To get all possibilities for t turns, we sum this probability for all possible values of k, from 0 to t:
$$P(\text{all possibilities}) = \sum_{k=0}^t \binom{t}{k} \cdot \prod_{i=0}^{k-1}\frac{m+i}{m+n+i} \cdot \prod_{j=0}^{t-k-1}\frac{n+j}{m+n+k+j}$$
- $\sum_{k=0}^t$ : Summing over all possible numbers of red balls drawn, from 0 to t.
- $\binom{t}{k}$ : This is the number of ways to choose k red balls out of t draws.
- $\prod_{i=0}^{k-1}\frac{m+i}{m+n+i}$ : This is the probability of drawing k red balls.
- $\prod_{j=0}^{t-k-1}\frac{n+j}{m+n+k+j}$ : This is the probability of drawing (t-k) blue balls.

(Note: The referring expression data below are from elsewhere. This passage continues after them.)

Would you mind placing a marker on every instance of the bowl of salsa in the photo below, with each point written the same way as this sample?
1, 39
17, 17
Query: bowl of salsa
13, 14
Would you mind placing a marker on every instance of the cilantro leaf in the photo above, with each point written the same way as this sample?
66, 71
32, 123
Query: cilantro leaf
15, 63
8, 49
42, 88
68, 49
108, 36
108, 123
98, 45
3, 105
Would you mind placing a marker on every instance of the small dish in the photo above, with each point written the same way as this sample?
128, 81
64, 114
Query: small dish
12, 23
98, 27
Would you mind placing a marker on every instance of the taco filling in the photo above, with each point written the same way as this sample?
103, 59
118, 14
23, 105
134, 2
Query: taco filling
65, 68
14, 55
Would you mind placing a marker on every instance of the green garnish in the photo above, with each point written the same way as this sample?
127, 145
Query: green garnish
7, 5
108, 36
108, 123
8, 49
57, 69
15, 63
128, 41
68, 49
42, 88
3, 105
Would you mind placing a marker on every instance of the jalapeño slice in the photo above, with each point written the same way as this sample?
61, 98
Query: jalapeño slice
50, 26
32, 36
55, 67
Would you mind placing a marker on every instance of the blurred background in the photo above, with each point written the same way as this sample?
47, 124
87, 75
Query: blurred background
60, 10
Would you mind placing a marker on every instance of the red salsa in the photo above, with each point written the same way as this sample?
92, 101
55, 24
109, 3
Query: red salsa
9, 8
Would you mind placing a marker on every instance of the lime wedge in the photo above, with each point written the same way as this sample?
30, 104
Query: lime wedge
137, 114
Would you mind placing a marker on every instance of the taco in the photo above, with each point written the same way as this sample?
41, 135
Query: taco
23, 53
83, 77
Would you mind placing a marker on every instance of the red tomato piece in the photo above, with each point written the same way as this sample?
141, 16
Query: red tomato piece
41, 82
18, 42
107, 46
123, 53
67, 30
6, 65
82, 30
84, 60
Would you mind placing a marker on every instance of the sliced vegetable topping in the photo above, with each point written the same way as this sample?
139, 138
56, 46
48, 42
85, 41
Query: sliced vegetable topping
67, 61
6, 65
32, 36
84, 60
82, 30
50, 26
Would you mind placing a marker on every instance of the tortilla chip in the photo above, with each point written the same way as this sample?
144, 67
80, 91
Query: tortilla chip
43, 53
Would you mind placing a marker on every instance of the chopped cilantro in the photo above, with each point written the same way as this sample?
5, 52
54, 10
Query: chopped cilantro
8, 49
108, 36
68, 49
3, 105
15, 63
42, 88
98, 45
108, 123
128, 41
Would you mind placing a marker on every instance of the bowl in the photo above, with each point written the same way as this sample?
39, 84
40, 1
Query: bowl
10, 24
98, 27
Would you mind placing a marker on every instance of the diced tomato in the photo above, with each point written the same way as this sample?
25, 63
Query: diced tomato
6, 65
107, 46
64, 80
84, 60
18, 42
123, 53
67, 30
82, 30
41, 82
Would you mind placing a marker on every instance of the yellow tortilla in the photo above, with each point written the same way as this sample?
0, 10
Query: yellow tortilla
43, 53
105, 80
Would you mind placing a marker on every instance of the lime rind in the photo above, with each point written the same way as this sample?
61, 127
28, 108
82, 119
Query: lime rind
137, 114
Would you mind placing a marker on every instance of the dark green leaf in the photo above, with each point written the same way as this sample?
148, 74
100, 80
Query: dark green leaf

This above formula can be used to answer questions such as "What is the probability of $k$ red balls at the the t-th turn?" or "What is the probability of there being less than $k$ balls at the t-th turn"?
$$ P(R_t = m + k) = \binom{t}{k} \cdot \prod_{i=0}^{k-1} \frac{m + i}{m + n + i} \cdot \prod_{j=0}^{t-k-1} \frac{n + j}{m + n + k + j} $$
$$ P(R_t < m + k) = \sum_{r=0}^{k-1} \left[ \binom{t}{r} \cdot \prod_{i=0}^{r-1} \frac{m + i}{m + n + i} \cdot \prod_{j=0}^{t-r-1} \frac{n + j}{m + n + r + j} \right] $$
This concludes my work.
Is it correct?
- PS: I also started reading about the "rising factorial" as it comes up in these types of problems.

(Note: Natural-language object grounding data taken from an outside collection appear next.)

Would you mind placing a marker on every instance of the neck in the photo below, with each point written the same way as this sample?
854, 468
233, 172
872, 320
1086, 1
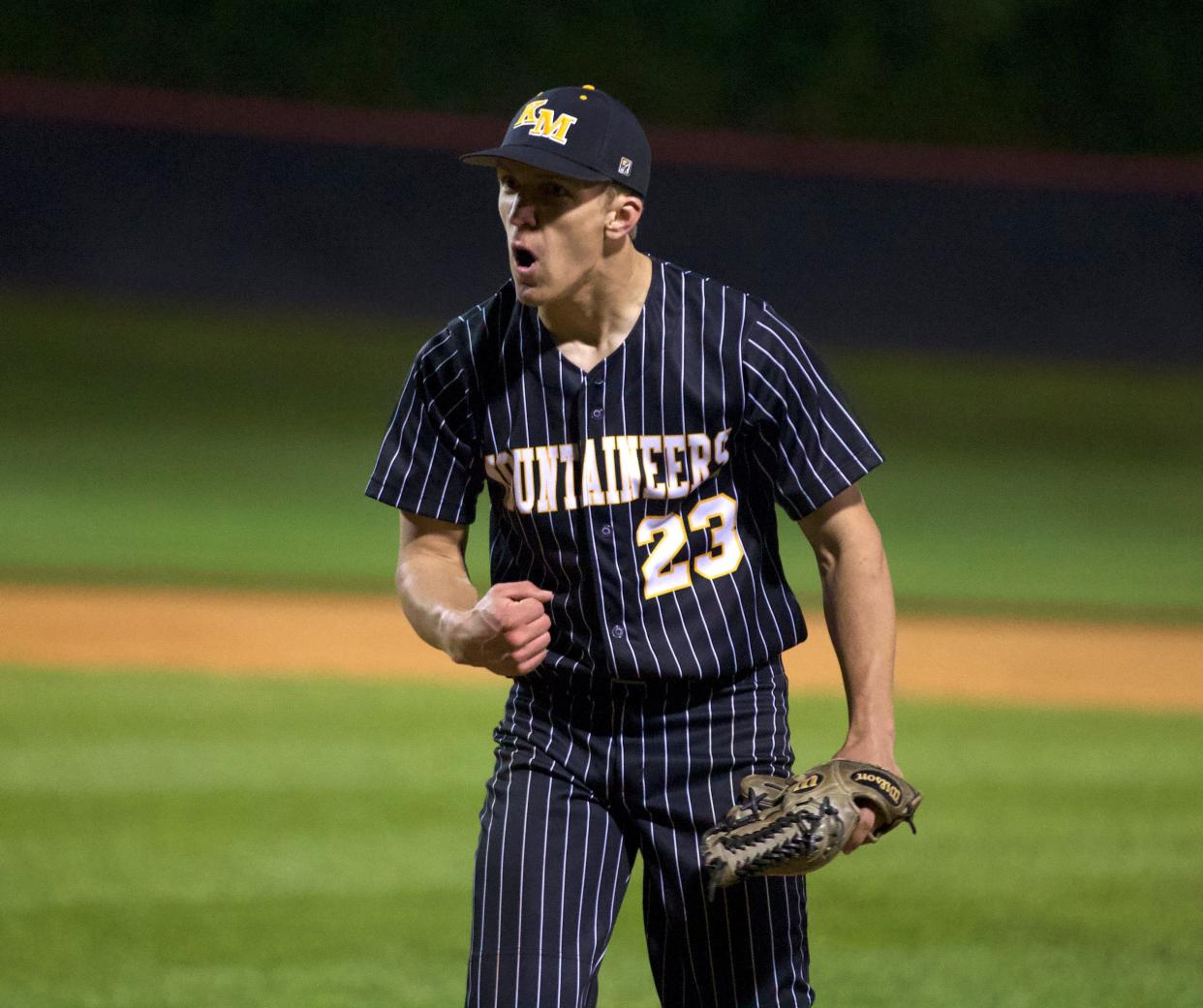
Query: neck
602, 311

A regular factorial n! is the product of all positive integers less than or equal to n.
$$n! = n \times (n-1) \times (n-2) \times ... \times 2 \times 1$$
On the other hand, the rising factorial notation (https://en.wikipedia.org/wiki/Falling_and_rising_factorials), denoted by $x^(n)$ or $(x)_n$ is the product of n consecutive integers starting from x.
$$x^{(n)} = x \times (x+1) \times (x+2) \times ... \times (x+n-1)$$
For example: $$3^{(4)} = 3 \times 4 \times 5 \times 6 = 360$$
Here, we did a factorial from $3$ to $[(3+4)-1]$, i.e. 3 to 6.

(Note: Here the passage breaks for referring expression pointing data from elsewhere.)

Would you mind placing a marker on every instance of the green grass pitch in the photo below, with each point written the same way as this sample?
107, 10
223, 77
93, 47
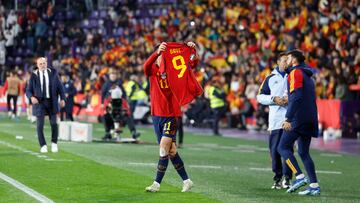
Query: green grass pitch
223, 170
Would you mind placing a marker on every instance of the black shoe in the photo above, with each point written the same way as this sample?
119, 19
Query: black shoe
276, 185
106, 138
286, 183
136, 135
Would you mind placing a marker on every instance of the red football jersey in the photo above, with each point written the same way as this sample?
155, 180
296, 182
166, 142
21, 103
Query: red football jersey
178, 60
163, 102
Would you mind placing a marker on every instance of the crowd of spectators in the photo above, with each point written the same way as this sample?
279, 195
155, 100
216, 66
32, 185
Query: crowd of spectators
237, 40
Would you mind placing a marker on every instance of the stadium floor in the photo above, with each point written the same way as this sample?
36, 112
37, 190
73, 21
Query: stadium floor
224, 169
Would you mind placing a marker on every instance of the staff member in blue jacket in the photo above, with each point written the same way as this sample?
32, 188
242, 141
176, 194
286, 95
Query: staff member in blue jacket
273, 93
44, 90
301, 123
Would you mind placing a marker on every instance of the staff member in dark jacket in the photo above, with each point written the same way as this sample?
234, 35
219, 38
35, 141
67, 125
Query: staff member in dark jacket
70, 92
44, 90
301, 122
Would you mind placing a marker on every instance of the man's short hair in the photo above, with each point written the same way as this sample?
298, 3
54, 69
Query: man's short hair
281, 54
156, 47
298, 54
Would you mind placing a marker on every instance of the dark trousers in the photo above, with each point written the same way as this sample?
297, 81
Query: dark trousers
218, 114
67, 113
46, 105
278, 167
285, 149
180, 127
14, 98
132, 105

Going back to the original formula, we can write:
$$ \frac{(m)_k}{(m+n)_k} = \frac{m (m + 1) (m + 2) \cdots (m + k - 1)}{(m + n) (m + n + (m + n + 2) \cdots (m + n + k - 1)} $$
$$ \frac{(n)_{t-k}}{(m+n+k)_{t-k}} = \frac{n (n + 1) (n + 2) \cdots (n + (t - k) - 1)}{(m + n + k) (m + n + k + 1) (m + n + k + 2) \cdots (m + n + k + (t - k) - 1)} $$
And putting everything together:
$$P(\text{all possibilities}) = \sum_{k=0}^t \binom{t}{k} \cdot \frac{(m)_k}{(m+n)_k} \cdot \frac{(n)_{t-k}}{(m+n+k)_{t-k}}$$